But though Frank could do this for Lady Arabella, he could not receive Dr Thorne on her behalf. The bitterness of that interview had to be borne by herself. A messenger had been sent for him, and he was upstairs with her ladyship while his rival was receiving his conge downstairs. She had two objects to accomplish, if it might be possible: she had found that high words with the doctor were of no avail; but it might be possible that Frank could be saved by humiliation on her part. If she humbled herself before this man, would he consent to acknowledge that his niece was not the fit bride for the heir of Greshamsbury?

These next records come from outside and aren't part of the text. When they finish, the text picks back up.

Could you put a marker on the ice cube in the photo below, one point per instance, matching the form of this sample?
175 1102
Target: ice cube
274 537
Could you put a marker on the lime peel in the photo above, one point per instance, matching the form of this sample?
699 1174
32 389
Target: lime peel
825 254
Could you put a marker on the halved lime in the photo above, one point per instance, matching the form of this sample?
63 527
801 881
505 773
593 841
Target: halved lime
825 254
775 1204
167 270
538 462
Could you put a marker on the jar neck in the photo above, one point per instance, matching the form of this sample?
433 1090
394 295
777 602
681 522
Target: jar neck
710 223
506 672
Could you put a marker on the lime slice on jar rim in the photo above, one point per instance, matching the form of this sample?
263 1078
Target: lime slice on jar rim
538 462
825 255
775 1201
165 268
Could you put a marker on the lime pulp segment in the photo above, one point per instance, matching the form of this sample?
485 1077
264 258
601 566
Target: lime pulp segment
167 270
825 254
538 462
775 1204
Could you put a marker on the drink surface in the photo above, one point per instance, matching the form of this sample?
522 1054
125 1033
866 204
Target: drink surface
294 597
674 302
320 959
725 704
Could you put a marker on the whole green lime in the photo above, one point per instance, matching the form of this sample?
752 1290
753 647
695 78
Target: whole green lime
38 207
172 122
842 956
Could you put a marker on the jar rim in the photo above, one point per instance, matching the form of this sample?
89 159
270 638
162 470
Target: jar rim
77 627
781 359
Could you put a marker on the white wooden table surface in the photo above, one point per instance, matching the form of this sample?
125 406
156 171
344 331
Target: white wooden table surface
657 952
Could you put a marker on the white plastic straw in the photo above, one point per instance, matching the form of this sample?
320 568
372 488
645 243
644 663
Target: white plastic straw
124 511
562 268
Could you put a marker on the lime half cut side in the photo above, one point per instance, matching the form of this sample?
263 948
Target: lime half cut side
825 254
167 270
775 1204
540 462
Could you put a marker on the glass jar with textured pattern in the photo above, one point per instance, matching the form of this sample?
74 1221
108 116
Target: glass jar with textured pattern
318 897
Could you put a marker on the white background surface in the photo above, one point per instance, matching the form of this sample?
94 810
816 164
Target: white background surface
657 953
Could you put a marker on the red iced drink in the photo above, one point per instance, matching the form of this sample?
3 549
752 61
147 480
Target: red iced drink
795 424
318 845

The doctor entered the room where she was lying on her sofa, and walking up to her with a gentle, but yet not constrained step, took the seat beside her little table, just as he had always been accustomed to do, and as though there had been no break in the intercourse.
'Well, doctor, you see that I have come back to you,' she said, with a faint smile.
'Or, rather I have come back to you. And, believe me, Lady Arabella, I am very happy to do so. There need be no excuses. You were, doubtless, right to try what other skill could do; and I hope it has not been tried in vain.'
She had meant to have been so condescending; but now all that was put quite beyond her power. It was not easy to be condescending to the doctor: she had been trying all her life, and had never succeeded.
'I have had Sir Omicron Pie,' she said.
'So I was glad to hear. Sir Omicron is a clever man, and has a good name. I always recommend Sir Omicron myself.'
'And Sir Omicron returns the compliment,' said she, smiling gracefully, 'for he recommends you. He told Mr Gresham that I was very foolish to quarrel with my best friend. So now we are friends again, are we not? You see how selfish I am.' And she put out her hand to him.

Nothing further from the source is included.